Survey of graduates of the british columbia pharmacy practice residency programs, 1973-2009.

BACKGROUND: The Canadian Hospital Pharmacy Residency Board (CHPRB) first introduced accreditation standards to guide the development and maintenance of pharmacy residency programs in the 1970s. These standards have evolved over the years, including a comprehensive revision in 1998. Ongoing quality assessment of residency training is necessary to identify areas for improvement and to ensure that residency training keeps pace with continual changes in pharmacists' roles. OBJECTIVE: To characterize the practices of graduates of the British Columbia Pharmacy Practice Residency Programs (BCPPRPs), to review the effect of residency training on their careers, and to assess whether the BCPPRPs achieved their educational goals with respect to the 2010 CHPRB accreditation standards. METHODS: An 18-question electronic survey was sent by e-mail to all graduates of the BCPPRPs from inception in 1973 to 2009. Both quantitative and qualitative data were collected, so descriptive, narrative, and formal mixed-methods approaches were used for the analysis. RESULTS: Of the estimated 490 graduates, 144 (29%) completed the survey. About 95% of respondents (125 of 131) agreed that the BCPPRPs had adequately prepared them for a career in hospital pharmacy practice. A majority strongly or somewhat agreed that their respective programs had allowed them to aquire all core competencies. There was less agreement about the achievement of project management and leadership skills. Analysis of these results by eras (specifically, before and after the 1998 revision of the CHPRB accreditation standards) showed statistically significant improvements in achievement for 2 of the educational outcomes, "providing evidence-based direct patient care as a member of an inter-professional team" (p = 0.001) and "adequate training in literature appraisal" (p = 0.005).
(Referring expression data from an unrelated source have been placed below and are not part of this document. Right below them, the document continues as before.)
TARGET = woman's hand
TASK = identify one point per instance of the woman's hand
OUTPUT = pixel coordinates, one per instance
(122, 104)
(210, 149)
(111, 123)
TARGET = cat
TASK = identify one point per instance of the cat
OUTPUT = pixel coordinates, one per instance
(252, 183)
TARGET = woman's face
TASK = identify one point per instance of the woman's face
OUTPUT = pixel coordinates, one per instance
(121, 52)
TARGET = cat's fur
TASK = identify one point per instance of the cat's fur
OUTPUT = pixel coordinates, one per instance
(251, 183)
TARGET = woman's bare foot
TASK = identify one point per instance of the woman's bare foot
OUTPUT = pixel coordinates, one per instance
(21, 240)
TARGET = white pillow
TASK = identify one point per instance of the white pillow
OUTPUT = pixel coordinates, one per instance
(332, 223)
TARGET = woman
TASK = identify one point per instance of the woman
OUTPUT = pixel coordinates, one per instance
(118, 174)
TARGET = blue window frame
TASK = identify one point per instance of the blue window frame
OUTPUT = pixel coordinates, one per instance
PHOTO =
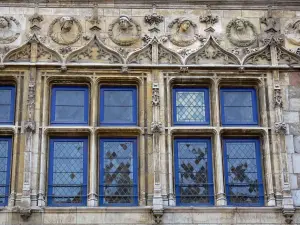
(191, 106)
(118, 106)
(67, 179)
(243, 172)
(69, 105)
(7, 104)
(118, 172)
(193, 172)
(239, 106)
(5, 162)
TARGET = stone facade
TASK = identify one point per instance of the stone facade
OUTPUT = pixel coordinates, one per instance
(155, 49)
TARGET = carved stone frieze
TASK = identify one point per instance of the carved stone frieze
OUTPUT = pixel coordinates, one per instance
(95, 52)
(65, 30)
(212, 53)
(124, 31)
(292, 32)
(166, 56)
(9, 29)
(183, 32)
(241, 32)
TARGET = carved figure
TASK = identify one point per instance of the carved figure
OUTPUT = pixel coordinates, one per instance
(8, 30)
(183, 32)
(241, 33)
(124, 31)
(65, 30)
(292, 32)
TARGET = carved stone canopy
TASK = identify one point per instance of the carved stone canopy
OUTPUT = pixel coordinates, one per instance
(65, 30)
(124, 31)
(241, 32)
(9, 29)
(183, 32)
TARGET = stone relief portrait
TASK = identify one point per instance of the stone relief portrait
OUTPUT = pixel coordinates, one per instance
(182, 32)
(241, 32)
(124, 31)
(65, 30)
(9, 29)
(292, 32)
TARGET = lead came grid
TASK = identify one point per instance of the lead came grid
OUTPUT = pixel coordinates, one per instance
(118, 182)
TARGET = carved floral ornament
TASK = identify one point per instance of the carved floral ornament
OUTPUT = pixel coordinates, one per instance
(65, 30)
(241, 32)
(183, 32)
(124, 31)
(9, 29)
(292, 32)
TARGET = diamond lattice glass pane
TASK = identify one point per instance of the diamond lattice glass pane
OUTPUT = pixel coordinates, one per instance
(70, 98)
(190, 107)
(193, 172)
(68, 172)
(238, 98)
(118, 98)
(118, 172)
(243, 181)
(238, 114)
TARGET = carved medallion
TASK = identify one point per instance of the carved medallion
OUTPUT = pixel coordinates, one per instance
(292, 32)
(124, 31)
(65, 30)
(241, 33)
(183, 32)
(9, 29)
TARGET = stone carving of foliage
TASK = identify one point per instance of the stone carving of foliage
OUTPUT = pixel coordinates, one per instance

CONCLUSIONS: A majority of respondents recognized that their residency program had a substantial impact on their hospital pharmacy careers, especially in terms of developing direct patient care skills. The 2010 standards have introduced a specific outcome related to leadership skills. These results indicate that both the CHPRB and specific residency programs would benefit from discussions clarifying outcomes related to project management skills.